The second sign whereby a man may believe himself to be experiencing the said purgation is that the memory is ordinarily centered upon G-d, with painful care and solicitude, thinking that it is not serving G-d, but is backsliding, because it finds itself without sweetness in the things of G-d. And in such a case it is evident that this lack of sweetness and this aridity come not from weakness and lukewarmness; for it is the nature of lukewarmness not to care greatly or to have any inward solicitude for the things of G-d. There is thus a great difference between aridity and lukewarmness...

...when it is the spirit that receives the pleasure, the flesh is left without savour and is too weak to perform any action. But the spirit, which all the time is being fed, goes forward in strength, and with more alertness and solicitude than before, in its anxiety not to fail G-d; and if it is not immediately conscious of spiritual sweetness and delight, but only of aridity and lack of sweetness, the reason for this is the strangeness of the exchange; for its palate has been accustomed to those other sensual pleasures upon which its eyes are still fixed...

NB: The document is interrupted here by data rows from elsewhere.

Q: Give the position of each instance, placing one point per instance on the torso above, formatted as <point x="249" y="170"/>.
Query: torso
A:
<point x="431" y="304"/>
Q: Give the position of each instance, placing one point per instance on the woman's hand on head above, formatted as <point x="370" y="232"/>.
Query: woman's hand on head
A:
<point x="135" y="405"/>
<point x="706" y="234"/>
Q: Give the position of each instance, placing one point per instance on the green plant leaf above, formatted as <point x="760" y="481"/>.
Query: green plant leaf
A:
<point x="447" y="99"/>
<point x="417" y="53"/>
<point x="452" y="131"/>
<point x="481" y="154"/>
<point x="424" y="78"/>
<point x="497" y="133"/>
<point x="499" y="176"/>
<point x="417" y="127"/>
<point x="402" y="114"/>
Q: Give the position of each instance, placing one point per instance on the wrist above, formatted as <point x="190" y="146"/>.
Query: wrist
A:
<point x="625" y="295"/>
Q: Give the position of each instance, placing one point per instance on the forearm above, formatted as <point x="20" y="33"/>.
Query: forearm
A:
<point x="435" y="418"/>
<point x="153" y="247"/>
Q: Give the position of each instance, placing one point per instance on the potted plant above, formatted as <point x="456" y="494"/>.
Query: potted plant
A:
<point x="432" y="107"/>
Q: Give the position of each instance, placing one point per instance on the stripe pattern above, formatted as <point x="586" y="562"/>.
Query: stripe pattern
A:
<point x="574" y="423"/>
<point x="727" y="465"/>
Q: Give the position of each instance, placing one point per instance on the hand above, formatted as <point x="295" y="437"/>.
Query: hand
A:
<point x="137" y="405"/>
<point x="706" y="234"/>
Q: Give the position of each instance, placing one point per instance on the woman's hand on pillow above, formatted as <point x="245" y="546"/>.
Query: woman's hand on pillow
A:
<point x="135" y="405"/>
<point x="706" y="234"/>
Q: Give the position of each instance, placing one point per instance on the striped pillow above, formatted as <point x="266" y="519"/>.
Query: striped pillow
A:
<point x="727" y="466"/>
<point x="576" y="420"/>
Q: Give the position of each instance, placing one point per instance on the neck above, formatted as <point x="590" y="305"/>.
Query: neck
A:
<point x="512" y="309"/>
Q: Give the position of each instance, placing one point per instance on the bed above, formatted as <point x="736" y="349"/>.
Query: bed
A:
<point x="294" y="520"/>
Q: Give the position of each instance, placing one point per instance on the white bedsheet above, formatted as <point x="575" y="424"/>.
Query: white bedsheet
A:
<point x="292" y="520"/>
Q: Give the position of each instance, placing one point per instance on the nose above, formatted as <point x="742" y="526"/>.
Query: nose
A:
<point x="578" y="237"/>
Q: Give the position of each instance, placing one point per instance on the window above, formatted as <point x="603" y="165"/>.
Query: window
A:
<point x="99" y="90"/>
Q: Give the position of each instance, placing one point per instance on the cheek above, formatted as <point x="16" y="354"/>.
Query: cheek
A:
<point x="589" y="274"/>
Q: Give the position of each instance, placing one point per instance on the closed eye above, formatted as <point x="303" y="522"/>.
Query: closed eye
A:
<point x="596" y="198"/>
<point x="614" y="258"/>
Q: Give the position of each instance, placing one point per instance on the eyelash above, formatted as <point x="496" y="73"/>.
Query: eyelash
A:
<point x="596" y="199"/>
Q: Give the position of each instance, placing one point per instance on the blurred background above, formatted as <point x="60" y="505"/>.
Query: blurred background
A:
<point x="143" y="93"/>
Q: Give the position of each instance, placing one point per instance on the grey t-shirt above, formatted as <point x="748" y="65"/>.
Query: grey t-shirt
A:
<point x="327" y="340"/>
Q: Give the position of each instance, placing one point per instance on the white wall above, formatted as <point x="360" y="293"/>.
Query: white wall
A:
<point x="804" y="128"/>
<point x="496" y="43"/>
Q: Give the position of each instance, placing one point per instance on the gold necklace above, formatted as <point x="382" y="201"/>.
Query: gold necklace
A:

What does it mean to pray without ceasing? Does all of this sound deeply, even physically, familiar to anyone else, or am I alone on this very strange road?--me and Franny. Later that page, St. J/of/C says,
...although at first the spirit feels no sweetness, for the reasons that we have just given, it feels that it is deriving stength and energy to act from the substance which this inward food gives it, the which food is the beginning of a contemplation that is dark and arid to the senses; which contemplation is secret and hidden from the very person that experiences it; and ordinarily, together with the aridity and emptiness which it causes in the senses, it gives the soul an inclination and desire to be alone and in quietness, without being able to think of any particular thing or having the desire to do so. If those souls to whom this comes to pass knew how to be quiet at this time, and troubled not about performing any kind of action, whether inward or outward, neither had any anxiety about doing anything, then they would delicately experience this inward refreshment in that ease and freedom from care. So delicate is this refreshment that ordinarily, if a man have desire or care to experience it, he experiences it not; for as I say, it does its work when the soul is most at ease and freest from care; it is like the air which, if one would close one's hand upon it, escapes.
Hmm... so that's what this is going to be about? Learning (again, Gd?!) to be quiet, letting go of anxiety? Seems so easy.

Sometimes, infrequently, and involuntarily, as I'm about to fall asleep at night, I feel what seems to be an extra-warm liquid oozing through my body, especially in my fingers an up the middle of my back, up my neck, and (it feels like) into my whole head. So refreshing.